1917 is the new standard of what a movie can be


There’s something eerily powerful about starting a movie with “based on a true story,” knowing that what you are about to watch is rooted in reality, with real-life serving as almost more than inspiration. 

1917 took this deeper, proceeding the film with a dedication to director Sam Mendes’ grandfather, Alfred Mendes, who served in World War I. Knowing that you are about to watch is based on truth but also so deeply personal gives an additional expectation of what the movie will bring. 

And with the utmost certainty, I can say that 1917 delivers, exceeds, shatters, insert cliche of your choice, all expectations. 
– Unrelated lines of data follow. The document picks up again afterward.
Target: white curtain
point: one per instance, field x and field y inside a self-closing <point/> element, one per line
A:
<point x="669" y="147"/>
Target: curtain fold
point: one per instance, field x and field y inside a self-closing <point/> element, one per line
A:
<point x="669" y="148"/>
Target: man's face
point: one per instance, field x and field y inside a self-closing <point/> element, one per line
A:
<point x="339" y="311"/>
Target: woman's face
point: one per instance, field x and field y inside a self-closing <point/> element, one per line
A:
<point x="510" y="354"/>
Mendes based the plot, loosely, around a story told to him by his grandfather, one of the dangerous trenches and surviving in the infamous no man’s land. 1917 follows two relatively unknown actors, Dean-Charles Chapman and George McKay, as two relatively insignificant lance corporals, Blake and Schofield. They’re tasked with delivering a message, across enemy lines and through no man’s land, to stop troops from walking into a German trap. The fate of 1,600 men lie in their trip, Blake’s brother included. 

What follows is two hours, in real-time, of their journey. If that premise doesn’t grab you enough, fear not, there’s more. Mendes, along with the astute brilliance that is Roger Deakins and his cinematography, managed to film the movie as if it were all done in one lone, singular take. Achieved through lengthy shots and cleverly placed camera movements, it truly feels like the camera never breaks away from the action, creating the most intimate sense of filmmaking I’ve seen in a very long time. 
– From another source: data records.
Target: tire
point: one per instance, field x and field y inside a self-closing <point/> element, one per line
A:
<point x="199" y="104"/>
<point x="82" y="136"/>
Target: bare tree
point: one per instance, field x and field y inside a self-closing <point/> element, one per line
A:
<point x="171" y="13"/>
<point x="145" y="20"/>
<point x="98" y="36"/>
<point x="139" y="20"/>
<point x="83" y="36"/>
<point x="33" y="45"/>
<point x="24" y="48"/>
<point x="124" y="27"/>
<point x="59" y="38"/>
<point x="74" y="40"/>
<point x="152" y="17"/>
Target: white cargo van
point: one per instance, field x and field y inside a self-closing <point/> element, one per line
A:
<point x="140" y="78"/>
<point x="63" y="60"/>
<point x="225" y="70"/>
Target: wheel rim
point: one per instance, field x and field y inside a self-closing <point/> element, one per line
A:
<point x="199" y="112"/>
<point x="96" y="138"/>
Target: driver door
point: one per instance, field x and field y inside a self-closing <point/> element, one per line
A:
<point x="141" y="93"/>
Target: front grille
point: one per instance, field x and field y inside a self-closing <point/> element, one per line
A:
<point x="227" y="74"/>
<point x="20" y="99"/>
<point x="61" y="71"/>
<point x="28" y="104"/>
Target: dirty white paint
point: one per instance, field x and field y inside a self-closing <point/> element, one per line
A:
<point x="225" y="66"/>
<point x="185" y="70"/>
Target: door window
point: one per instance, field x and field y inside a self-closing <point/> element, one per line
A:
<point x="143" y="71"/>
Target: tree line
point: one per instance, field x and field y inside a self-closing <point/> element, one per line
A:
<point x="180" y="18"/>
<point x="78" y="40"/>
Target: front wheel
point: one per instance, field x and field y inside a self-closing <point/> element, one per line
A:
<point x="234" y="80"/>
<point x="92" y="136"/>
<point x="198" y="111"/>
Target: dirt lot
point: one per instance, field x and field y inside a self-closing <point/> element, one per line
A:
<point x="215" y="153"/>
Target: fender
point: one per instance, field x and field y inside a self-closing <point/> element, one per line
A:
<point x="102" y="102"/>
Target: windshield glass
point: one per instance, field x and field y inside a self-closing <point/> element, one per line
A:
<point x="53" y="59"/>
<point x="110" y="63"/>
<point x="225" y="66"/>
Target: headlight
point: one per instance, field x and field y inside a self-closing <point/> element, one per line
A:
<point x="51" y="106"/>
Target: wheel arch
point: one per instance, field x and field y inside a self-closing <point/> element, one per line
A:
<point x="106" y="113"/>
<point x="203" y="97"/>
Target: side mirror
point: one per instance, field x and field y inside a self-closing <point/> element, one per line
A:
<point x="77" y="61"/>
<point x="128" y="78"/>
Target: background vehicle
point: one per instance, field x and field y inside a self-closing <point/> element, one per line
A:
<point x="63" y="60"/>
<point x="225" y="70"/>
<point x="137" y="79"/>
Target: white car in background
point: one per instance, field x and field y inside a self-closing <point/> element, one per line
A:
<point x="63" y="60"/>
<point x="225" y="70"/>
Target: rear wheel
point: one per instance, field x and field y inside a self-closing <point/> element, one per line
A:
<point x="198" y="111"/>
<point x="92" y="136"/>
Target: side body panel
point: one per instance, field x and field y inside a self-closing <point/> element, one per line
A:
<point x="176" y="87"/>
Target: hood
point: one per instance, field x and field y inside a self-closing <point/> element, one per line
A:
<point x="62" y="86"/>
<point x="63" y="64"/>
War is hell. War is suspenseful. War is futile. None of these themes are new. Countless war films have covered them, and beautifully at that. What 1917 did though, in its own idiosyncratic way, was prove just how real it can be. 

Because of the no-cuts style of filming, the audience never gets to see the two men take a break. It’s two hours of just constant progression. Everything they go through, the viewer is right there with them. No cinematic breaks or glamourized montages, just simply getting to watch two people live through a nightmarish time in history. 1917 is a catalyst to experience even just a mere sliver of what real soldiers had to go through. I was gasping in huge gulps of air in surprise. I was openly sobbing—multiple times— in deep empathy for what they endured. I cringed and covered my mouth and had genuine goosebumps. I was transported. 
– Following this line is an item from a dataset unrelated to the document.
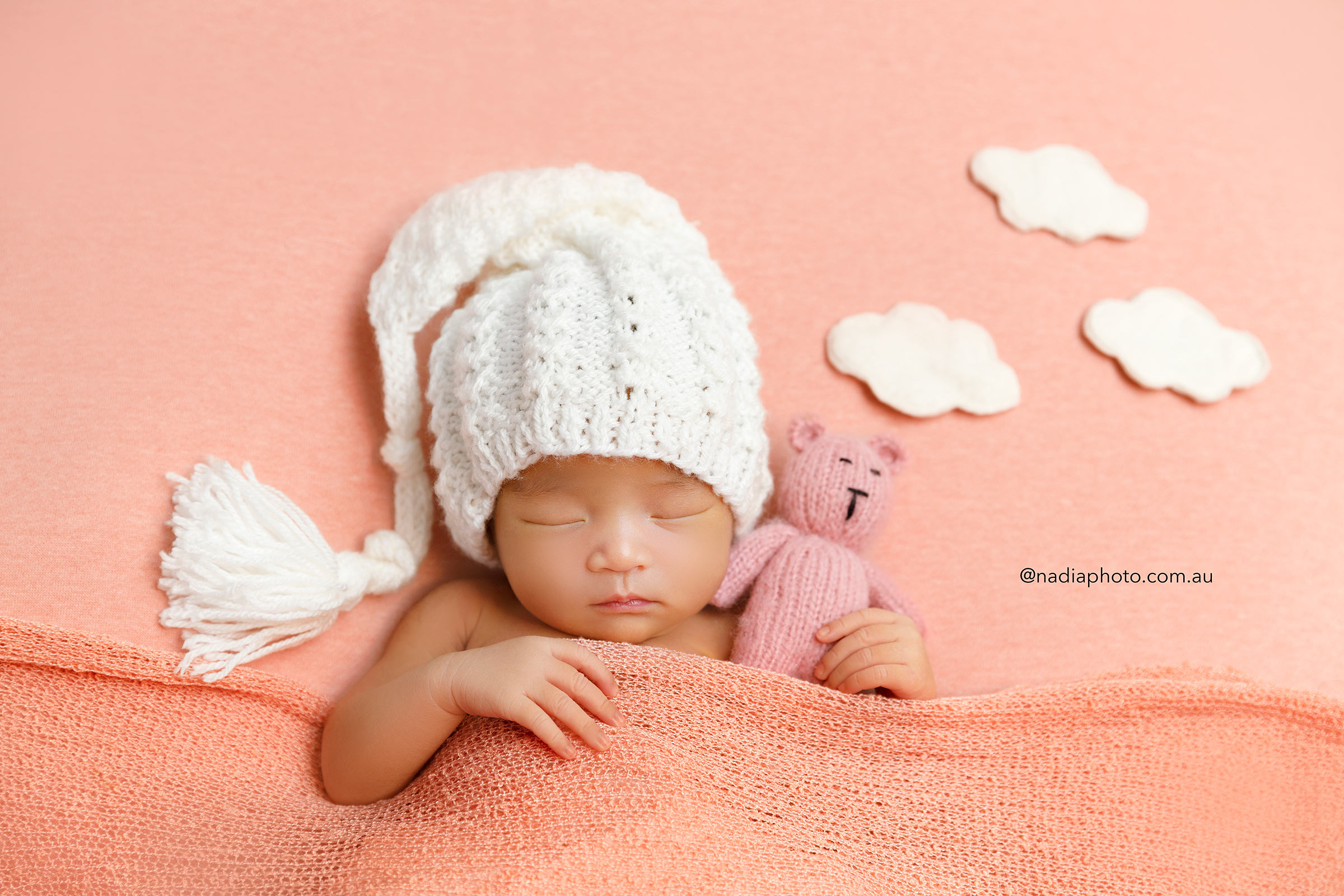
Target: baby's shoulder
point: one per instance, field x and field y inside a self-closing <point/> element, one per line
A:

Seen on a big screen, how the movie should be seen, 1917 feels like a time machine. 

Even for a movie without an overwhelming amount of dialogue, the writing wows. There’s little to no exposition. No cheating with details, instead backstories were revealed in snippets of conversation and through action. 

But respects need to be paid to more than just the technological wonders. The acting was phenomenal. If the two leads were household names, no doubt in my mind they’d be Oscar-nominated. Chapman played the more boyish of the two, bringing a little bit of levity and a lot of good-natured grit and charm. McKay played the more seasoned soldier, but his stoicism had a silent strength. Both men had moments of fragility and humanity, eyes in the center of a storm like war. It made sense that “no-names” were cast in the role. The boys were simply that, boys. Two tiny people simply thrust into a situation that required them to become more than themselves and play the hero. 

Though if movie stars are what you’re after, the cameos in this movie deliver. Short—but memorable—performances from the likes of Collin Firth, Benedict Cumberpatch, Richard Madden, Mark Strong, and more are peppered in. But none overstay their welcome, and the ever-moving, ever-pressing camera pushes back towards the narrative of the two protagonists. 

All aspects of the movie are intentional; the nature of the shooting makes it so. 1917, even with its late in the game release, is already an award season darling. Tying for the second-most amount of Academy Awards this season, a humble ten, it’s more than sure to bring home a few golden statues. 

But, the power of this movie will past just the Oscars. 1917 is more than just a technological juggernaut. It’s a two-hour long shot of adrenaline that leaves you emotionally tired but satisfied and proud of human capability.